Transition oxygen-free copper block is connected with refrigeration machine base by brass bolt, is provided with insulation cushion between transition oxygen-free copper block and brass bolt, is provided with insulation film between transition oxygen-free copper block and refrigeration machine base.
Insulation cushion is ceramic material or fiberglass reinforced plastics; Insulation film is polyimides, polyfluorinated ethylene propylene or poly (ether ether ketone) film.
Indoor temperature end copper tip and magnet Dewar are insulated by polyfluortetraethylene plate or modification of nylon 6 plate.

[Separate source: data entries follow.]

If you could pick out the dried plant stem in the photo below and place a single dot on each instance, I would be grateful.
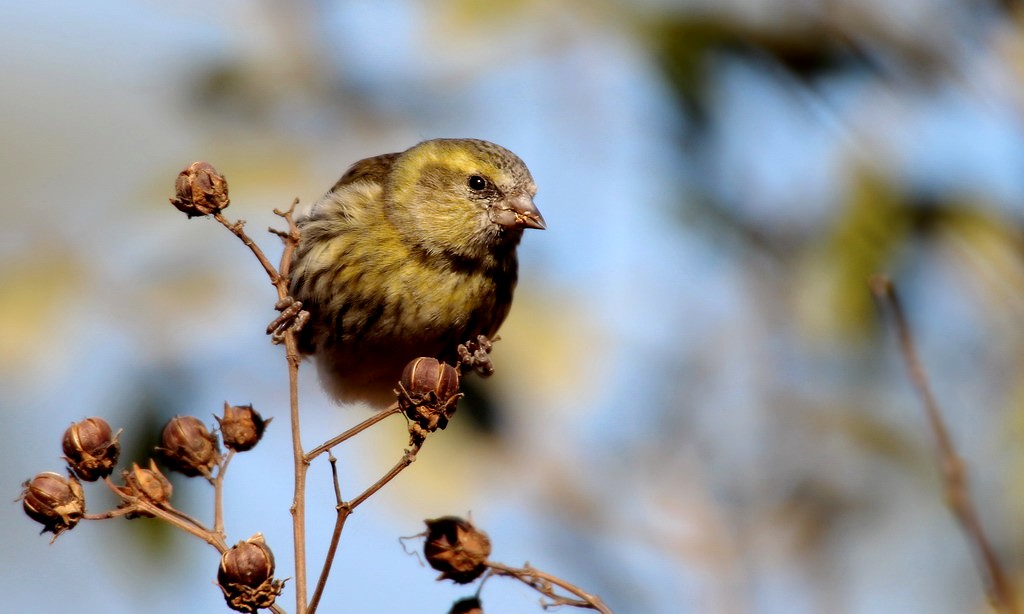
(363, 426)
(545, 582)
(957, 493)
(280, 280)
(167, 514)
(299, 500)
(339, 524)
(118, 513)
(345, 509)
(218, 495)
(407, 458)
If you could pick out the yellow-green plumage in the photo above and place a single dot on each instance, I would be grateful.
(409, 256)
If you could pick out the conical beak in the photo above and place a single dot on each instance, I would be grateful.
(518, 212)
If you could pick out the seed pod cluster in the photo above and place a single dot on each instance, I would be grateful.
(428, 394)
(457, 549)
(53, 500)
(200, 189)
(188, 446)
(91, 448)
(246, 575)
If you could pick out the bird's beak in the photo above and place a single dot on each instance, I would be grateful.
(518, 212)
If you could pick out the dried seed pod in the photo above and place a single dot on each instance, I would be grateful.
(147, 484)
(469, 605)
(53, 500)
(188, 446)
(246, 575)
(91, 448)
(428, 393)
(200, 189)
(457, 549)
(242, 427)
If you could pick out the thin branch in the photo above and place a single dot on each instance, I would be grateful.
(543, 583)
(280, 280)
(363, 426)
(339, 524)
(298, 456)
(218, 495)
(117, 513)
(238, 228)
(406, 461)
(957, 492)
(138, 505)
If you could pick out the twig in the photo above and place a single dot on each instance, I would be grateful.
(218, 495)
(542, 582)
(957, 493)
(168, 515)
(280, 280)
(407, 458)
(117, 513)
(363, 426)
(339, 524)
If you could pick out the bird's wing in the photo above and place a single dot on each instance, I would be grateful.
(372, 169)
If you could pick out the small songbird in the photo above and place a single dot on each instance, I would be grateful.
(410, 255)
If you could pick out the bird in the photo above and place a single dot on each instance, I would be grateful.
(409, 255)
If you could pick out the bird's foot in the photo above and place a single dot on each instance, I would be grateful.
(475, 354)
(292, 317)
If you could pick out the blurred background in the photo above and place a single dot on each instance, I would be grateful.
(696, 406)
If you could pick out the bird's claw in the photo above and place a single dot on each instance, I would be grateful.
(475, 354)
(292, 317)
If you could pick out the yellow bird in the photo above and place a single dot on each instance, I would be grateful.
(409, 255)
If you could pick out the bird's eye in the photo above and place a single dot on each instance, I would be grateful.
(476, 183)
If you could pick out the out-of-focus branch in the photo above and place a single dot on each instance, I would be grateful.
(954, 478)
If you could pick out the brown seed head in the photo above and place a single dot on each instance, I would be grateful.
(246, 575)
(147, 484)
(457, 549)
(242, 427)
(91, 448)
(188, 446)
(200, 189)
(428, 393)
(53, 500)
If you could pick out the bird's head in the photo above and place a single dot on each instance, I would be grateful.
(466, 198)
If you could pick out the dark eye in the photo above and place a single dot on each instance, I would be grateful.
(476, 183)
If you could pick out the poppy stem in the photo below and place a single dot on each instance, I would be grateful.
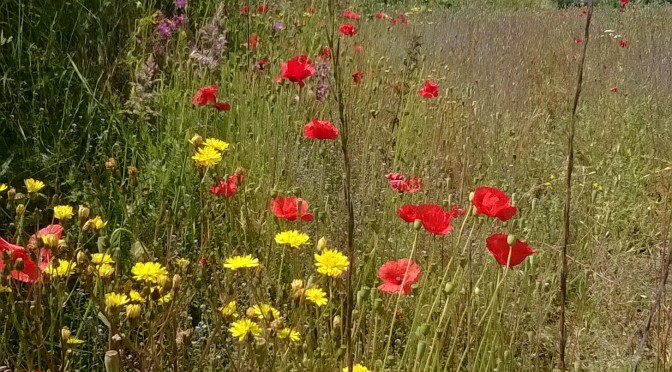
(568, 195)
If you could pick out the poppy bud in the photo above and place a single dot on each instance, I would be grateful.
(321, 244)
(196, 140)
(83, 213)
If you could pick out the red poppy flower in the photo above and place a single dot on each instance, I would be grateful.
(287, 208)
(205, 95)
(380, 15)
(357, 76)
(499, 247)
(297, 69)
(222, 106)
(493, 202)
(429, 90)
(408, 212)
(225, 188)
(348, 29)
(320, 129)
(252, 42)
(397, 276)
(349, 14)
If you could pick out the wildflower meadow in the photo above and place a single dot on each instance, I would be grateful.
(238, 185)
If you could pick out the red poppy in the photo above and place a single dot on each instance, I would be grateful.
(225, 188)
(348, 29)
(408, 212)
(252, 42)
(357, 76)
(397, 276)
(349, 14)
(397, 182)
(287, 208)
(205, 95)
(499, 247)
(380, 15)
(493, 202)
(297, 69)
(222, 106)
(320, 129)
(429, 90)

The invention has the beneficial effects as follows,
1. current lead of superconducting magnets of the present invention, by using the transition piece of high pressure splicing ear as helium groove, mainly play and connect alive effect to superconduction winding, helium groove and current feed can also be made to insulate, and this insulation and sealing structure is simple, easy to assembly, sealing property is excellent, technical problems such as can meeting current feed insulation simultaneously, seal, be low temperature resistant, high pressure resistant, ensures the air-tightness of helium groove to realize superconducting magnet zero volatilization.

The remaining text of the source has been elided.